BookmarkSubscribeRSS Feed
🔒 This topic is solved and locked. Need further help from the community? Please sign in and ask a new question.
fordcr2
Obsidian | Level 7

Hello, 

 

I need help parsing out this string variable into something usable: 

 

Mon Mar 25 2019 17:46:55 GMT+0000 (Coordinated Universal Time)

 

I do not need anything after 17:46:55, so I only really need the Mar 25 2019 and the 17:46:55 parts of this string. I would like this conversion to be in some kind of loop, as this will need to be done >200 times. 

 

Thanks!!

1 ACCEPTED SOLUTION

Accepted Solutions
Kurt_Bremser
Super User

See this:

data have;
input invar $80.;
datalines;
Mon Mar 25 2019 17:46:55 GMT+0000 (Coordinated Universal Time)
Mon Mar 11 2019 19:27:44 GMT+0000 (Coordinated Universal Time)
Mon Mar 11 2019 19:28:29 GMT+0000 (Coordinated Universal Time)
;
run;

data want;
set have;
datestr = scan(invar,3) !! scan(invar,2) !! scan(invar,4);
dtvar = input(datestr,date9.);
timevar = input(scan(invar,5),time8.);
format dtvar date9. timevar time8.;
run;

I use invar in my example dataset as column name. If your column is named differently, just replace "invar" with your column name.

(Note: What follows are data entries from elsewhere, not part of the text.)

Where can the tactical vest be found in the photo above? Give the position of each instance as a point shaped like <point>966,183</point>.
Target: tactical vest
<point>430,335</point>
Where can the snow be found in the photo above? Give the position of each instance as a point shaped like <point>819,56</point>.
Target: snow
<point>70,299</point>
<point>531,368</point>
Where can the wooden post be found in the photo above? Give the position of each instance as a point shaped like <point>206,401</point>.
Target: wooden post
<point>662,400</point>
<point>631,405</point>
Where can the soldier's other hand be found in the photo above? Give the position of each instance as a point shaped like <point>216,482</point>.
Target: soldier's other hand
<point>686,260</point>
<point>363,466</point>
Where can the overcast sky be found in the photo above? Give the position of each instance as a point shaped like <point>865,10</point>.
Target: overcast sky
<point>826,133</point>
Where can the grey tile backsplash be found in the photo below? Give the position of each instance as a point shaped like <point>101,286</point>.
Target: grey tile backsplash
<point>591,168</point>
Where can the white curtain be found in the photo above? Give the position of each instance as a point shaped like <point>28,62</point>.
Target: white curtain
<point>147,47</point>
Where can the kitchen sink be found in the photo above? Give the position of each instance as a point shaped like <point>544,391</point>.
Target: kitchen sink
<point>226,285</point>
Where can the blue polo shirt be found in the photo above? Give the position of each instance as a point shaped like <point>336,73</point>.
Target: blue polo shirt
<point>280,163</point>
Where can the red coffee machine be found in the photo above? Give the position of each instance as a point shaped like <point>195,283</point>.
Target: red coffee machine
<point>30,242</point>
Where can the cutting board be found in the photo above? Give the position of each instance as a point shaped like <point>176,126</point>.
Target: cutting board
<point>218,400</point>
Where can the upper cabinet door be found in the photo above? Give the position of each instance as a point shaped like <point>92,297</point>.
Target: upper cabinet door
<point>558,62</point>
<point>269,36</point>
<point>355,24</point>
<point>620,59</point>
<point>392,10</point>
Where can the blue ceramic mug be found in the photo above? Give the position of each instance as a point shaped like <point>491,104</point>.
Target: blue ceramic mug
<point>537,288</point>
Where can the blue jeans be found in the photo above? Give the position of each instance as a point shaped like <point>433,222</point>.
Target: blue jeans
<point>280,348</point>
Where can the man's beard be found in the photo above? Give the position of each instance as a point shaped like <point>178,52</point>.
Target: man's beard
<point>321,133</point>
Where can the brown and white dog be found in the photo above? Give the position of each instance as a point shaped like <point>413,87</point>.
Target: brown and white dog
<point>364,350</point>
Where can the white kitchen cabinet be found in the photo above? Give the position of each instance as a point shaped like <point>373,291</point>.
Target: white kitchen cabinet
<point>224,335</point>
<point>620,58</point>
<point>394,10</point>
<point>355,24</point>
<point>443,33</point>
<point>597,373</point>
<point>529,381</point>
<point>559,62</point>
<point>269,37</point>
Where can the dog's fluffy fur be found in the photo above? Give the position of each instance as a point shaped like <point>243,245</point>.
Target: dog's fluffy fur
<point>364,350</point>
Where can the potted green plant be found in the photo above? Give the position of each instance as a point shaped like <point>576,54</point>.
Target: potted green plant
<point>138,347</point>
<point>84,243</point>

View solution in original post

9 REPLIES 9
andreas_lds
Jade | Level 19

A loop is required if you have multiple variables containing those strings. If you have multiple observations, you don't need to write a loop, because a data step is iterating automatically.

 

Can you post some more examples in usable form (data step with datalines)?

 

It could be a good idea to create one datetime-variable, but this depends on the way you want to use the extracted information.

fordcr2
Obsidian | Level 7

Hi thank you for the clarification. You are correct - it is just one variable with multiple observations. 

 

The variable name is Regimen_Date and here are some more examples of what the data looks like. All observations come in in this format as well. 

 

Mon Mar 25 2019 17:46:55 GMT+0000 (Coordinated Universal Time)

Mon Mar 11 2019 19:27:44 GMT+0000 (Coordinated Universal Time)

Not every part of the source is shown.